Enables or disables session state. If you don’t intend to use session state for the web method, you might want to disable this flag so that the web server does not have to generate and manage session IDs for each user accessing this web method. This might improve performance. This flag is true by default.

MessageName

Distinguishes web methods with the same names. For example, if you have two different methods called GetBooks (one method retrieves all books while the other method retrieves only books written by a certain author) and you want to publish both of these methods as web methods, the system will have a problem trying to distinguish the two methods since their names are duplicated. You have to use the MessageName property to make sure all service signatures within the WSDL are unique. If the protocol is SOAP, MessageName is mapped to the SOAPAction request header and nested within the soap:Body element. For HTTP GET and HTTP POST, it is the PathInfo portion of the URI (as in http://localhost//PubsWS/PubsWS.asmx/GetBooksByAuthor).

TransactionOption

Can be one of five modes: Disabled, NotSupported, Supported, Required, and RequiresNew. Even though there are five modes, web methods can only participate as the root object in a transaction. This means both Required and RequiresNew result in a new transaction being created for the web method. The Disabled, NotSupported, and Supported settings result in no transaction being used for the web method. The TransactionOption property of a web method is set to Disabled by default.

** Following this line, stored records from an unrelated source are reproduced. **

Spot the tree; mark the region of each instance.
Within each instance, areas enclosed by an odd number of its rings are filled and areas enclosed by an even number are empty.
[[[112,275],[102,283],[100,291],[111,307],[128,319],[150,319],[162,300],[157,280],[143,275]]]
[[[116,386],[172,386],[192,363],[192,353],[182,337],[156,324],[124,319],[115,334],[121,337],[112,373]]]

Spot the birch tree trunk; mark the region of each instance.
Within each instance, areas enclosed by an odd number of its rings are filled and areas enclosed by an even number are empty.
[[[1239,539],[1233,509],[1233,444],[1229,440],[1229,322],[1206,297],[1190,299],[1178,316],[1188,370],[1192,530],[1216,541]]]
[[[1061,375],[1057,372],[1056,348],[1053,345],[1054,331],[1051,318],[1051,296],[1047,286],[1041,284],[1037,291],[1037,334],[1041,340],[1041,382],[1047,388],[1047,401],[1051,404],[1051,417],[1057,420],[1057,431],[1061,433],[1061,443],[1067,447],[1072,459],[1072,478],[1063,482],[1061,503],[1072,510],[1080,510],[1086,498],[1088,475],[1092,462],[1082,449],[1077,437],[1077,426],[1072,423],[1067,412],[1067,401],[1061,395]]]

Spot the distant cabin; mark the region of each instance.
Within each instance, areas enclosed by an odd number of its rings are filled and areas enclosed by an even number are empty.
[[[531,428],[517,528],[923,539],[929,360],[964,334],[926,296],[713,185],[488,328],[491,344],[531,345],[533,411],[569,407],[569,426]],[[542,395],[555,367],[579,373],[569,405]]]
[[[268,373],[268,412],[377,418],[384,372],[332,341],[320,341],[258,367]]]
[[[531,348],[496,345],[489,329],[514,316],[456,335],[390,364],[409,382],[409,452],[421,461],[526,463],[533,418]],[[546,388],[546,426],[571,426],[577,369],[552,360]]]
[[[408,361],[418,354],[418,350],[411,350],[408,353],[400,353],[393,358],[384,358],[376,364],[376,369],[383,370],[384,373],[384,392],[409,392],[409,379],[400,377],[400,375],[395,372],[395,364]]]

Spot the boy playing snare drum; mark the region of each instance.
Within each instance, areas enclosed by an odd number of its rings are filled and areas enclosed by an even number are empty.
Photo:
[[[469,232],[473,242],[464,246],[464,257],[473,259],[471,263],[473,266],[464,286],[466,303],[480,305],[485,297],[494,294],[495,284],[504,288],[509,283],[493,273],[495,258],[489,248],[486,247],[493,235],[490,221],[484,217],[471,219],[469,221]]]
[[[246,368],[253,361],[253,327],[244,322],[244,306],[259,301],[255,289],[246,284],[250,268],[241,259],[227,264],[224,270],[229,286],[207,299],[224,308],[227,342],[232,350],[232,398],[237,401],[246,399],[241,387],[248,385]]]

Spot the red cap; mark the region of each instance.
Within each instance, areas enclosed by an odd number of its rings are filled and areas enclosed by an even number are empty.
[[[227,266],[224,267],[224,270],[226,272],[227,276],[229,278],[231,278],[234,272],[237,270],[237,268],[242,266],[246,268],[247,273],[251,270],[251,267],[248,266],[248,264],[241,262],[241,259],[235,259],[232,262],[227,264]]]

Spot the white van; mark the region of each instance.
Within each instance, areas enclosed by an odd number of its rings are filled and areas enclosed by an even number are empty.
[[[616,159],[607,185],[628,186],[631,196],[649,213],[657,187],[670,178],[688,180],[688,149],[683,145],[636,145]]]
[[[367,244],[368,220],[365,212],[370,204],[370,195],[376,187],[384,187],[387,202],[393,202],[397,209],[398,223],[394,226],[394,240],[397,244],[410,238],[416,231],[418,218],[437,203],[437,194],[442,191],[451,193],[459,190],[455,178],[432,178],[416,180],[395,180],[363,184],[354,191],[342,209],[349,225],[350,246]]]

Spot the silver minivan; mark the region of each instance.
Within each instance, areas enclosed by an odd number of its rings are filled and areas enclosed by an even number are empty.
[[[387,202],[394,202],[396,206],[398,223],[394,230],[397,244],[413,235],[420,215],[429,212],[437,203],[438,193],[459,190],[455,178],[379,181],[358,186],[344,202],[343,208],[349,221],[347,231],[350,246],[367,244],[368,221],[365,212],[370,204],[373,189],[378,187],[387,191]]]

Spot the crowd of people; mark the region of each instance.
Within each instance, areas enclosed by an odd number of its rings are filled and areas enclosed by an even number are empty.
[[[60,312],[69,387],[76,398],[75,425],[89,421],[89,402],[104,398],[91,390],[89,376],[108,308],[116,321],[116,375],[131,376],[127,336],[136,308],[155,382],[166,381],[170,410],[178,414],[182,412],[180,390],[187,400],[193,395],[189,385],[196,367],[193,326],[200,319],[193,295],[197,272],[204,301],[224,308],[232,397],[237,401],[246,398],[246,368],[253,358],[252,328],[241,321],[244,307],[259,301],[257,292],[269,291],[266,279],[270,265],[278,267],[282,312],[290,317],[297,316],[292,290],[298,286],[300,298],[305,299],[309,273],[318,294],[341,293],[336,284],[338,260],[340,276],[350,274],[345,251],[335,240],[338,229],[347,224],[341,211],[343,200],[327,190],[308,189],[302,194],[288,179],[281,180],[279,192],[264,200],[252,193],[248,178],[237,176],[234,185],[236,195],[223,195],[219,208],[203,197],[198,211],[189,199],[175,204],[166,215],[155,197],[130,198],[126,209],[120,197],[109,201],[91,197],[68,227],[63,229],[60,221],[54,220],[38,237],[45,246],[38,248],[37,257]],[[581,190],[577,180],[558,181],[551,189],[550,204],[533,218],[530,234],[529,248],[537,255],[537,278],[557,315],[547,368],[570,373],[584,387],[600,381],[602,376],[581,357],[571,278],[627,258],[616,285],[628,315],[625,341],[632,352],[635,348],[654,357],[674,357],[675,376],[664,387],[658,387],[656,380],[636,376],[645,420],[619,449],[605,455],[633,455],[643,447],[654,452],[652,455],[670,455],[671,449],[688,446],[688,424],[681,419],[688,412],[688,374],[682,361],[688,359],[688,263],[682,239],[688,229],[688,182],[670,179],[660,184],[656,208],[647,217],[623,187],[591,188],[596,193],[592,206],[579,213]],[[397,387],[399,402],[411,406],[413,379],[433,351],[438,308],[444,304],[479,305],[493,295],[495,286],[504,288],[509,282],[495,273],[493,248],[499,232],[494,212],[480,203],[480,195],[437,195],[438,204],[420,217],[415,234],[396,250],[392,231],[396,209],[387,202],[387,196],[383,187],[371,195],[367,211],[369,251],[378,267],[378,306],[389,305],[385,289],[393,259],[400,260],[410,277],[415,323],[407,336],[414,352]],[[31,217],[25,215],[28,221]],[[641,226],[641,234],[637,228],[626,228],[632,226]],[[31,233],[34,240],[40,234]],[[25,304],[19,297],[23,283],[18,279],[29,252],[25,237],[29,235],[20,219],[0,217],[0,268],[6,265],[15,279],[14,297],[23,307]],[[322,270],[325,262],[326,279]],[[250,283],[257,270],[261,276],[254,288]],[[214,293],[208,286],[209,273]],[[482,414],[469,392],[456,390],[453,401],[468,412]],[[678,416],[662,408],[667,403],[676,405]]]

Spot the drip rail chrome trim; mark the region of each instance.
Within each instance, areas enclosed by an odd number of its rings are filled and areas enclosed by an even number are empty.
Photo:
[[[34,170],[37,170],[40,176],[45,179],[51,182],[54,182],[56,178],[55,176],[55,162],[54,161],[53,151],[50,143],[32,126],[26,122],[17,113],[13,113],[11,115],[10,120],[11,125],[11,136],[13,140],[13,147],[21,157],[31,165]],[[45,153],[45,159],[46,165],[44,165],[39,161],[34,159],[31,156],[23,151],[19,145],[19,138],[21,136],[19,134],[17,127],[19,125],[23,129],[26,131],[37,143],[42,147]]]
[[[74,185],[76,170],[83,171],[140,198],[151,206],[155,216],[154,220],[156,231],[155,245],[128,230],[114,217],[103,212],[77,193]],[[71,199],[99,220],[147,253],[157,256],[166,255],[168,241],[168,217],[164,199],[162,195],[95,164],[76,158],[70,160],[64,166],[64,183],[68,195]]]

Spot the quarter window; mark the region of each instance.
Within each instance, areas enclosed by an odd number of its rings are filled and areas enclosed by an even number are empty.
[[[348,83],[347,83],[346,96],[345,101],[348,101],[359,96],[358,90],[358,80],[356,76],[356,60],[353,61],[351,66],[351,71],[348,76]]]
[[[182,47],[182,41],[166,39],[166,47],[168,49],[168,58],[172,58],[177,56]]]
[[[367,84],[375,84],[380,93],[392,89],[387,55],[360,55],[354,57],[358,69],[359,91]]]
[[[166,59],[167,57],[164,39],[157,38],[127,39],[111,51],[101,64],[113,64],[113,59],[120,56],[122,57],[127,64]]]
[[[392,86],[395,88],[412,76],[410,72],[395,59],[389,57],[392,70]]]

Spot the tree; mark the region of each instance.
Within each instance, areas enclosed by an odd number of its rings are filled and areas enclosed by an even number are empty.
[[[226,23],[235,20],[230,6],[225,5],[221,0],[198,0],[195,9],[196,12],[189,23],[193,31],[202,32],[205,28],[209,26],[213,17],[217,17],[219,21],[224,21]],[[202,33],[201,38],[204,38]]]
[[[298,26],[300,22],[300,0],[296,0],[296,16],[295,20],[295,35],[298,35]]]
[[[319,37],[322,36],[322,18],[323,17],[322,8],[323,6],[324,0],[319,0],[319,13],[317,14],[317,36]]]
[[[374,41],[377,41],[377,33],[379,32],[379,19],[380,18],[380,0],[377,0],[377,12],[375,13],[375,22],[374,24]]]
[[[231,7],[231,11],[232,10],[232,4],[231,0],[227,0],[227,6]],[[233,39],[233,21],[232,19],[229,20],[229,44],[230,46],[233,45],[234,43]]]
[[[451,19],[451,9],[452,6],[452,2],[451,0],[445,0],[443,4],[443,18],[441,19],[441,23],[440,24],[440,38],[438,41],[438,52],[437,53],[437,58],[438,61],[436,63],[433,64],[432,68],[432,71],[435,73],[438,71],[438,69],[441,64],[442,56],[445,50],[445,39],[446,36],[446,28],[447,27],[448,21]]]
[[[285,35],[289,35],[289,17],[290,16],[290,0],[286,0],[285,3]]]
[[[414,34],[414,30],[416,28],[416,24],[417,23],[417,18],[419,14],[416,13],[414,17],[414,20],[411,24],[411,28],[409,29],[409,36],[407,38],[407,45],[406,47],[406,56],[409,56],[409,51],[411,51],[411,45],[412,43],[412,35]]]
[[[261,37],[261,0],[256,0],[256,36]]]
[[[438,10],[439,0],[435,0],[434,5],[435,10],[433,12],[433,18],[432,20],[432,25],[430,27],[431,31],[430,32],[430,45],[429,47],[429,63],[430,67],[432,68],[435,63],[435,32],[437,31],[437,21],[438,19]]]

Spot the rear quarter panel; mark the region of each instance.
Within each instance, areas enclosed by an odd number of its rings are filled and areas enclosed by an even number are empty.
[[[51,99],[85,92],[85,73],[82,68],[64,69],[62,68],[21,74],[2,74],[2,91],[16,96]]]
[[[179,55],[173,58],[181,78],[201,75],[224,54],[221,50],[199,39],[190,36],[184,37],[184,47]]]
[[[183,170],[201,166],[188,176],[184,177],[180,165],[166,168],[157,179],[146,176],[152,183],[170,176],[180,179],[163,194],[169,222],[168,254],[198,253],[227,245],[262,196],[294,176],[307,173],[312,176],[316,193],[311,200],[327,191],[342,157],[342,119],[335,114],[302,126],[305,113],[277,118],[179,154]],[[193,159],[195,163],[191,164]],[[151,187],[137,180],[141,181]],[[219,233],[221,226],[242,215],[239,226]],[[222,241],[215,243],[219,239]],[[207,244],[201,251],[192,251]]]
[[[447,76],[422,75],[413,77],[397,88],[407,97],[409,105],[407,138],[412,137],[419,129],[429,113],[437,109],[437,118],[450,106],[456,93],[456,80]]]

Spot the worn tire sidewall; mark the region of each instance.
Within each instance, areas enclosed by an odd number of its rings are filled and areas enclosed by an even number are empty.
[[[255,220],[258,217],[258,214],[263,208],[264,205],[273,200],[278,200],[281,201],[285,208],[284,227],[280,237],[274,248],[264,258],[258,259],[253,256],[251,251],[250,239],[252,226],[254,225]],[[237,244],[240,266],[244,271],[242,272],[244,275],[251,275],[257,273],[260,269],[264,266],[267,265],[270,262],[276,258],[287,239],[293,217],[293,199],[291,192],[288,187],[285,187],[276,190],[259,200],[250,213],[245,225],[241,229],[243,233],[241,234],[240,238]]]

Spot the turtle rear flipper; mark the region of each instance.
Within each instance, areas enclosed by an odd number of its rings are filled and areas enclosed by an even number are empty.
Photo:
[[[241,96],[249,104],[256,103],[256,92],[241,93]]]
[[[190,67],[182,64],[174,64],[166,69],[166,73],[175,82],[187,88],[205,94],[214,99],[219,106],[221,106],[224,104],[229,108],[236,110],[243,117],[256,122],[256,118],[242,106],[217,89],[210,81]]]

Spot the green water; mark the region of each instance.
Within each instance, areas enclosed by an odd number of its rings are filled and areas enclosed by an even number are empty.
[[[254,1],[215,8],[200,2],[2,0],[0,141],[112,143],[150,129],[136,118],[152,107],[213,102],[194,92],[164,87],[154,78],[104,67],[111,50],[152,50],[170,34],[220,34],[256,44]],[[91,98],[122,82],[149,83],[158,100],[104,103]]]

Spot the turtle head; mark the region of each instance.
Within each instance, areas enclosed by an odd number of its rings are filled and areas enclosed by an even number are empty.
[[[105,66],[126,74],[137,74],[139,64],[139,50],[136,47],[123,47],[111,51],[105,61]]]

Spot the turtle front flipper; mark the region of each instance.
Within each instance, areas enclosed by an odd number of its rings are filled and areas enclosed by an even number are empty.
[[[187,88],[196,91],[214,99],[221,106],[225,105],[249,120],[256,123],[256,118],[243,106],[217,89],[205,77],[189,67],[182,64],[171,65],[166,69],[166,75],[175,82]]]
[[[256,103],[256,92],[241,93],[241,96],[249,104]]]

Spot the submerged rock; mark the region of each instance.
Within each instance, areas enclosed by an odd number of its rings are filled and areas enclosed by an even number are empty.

To set up these properties, pass the property name and its value as a name = value pair:

[WebMethod(Description="Returns a DataSet containing all authors.")]
 public DataSet GetAuthors(  )

You can separate multiple properties with a comma:

[WebMethod(MessageName="GetBooksByAuthor",
            Description="Find books by author's SSN.")]
 public DataSet GetBooks(string sAuthorSSN)

Web.Config

If you set up your web services from scratch, you might also need to provide the configuration file (web.config) in the same directory as your asmx file. This configuration file allows you to control various application settings about the virtual directory. The only thing we recommend definitively is to set the authentication mode to None to make our web services development and testing a little easier. When you release your web services to the public, you would probably change this setting to Windows, Forms, or Passport instead of None:

<configuration>
  <system.web>
    <authentication mode="None" />
  </system.web>
</configuration>

The following list shows the different modes of authentication:

Forms

Basic Forms authentication is where unauthenticated requests are redirected to a login form.

Windows

Authentication is performed by IIS in one of three ways: basic, digest, or Integrated Windows Authentication.

Passport

Unauthenticated requests to the resource are redirected to Microsoft’s centralized authentication service. When authenticated, a token is passed back and used by subsequent requests.



[39] You will have to get to the Request and Response objects through the Context property of the WebService class.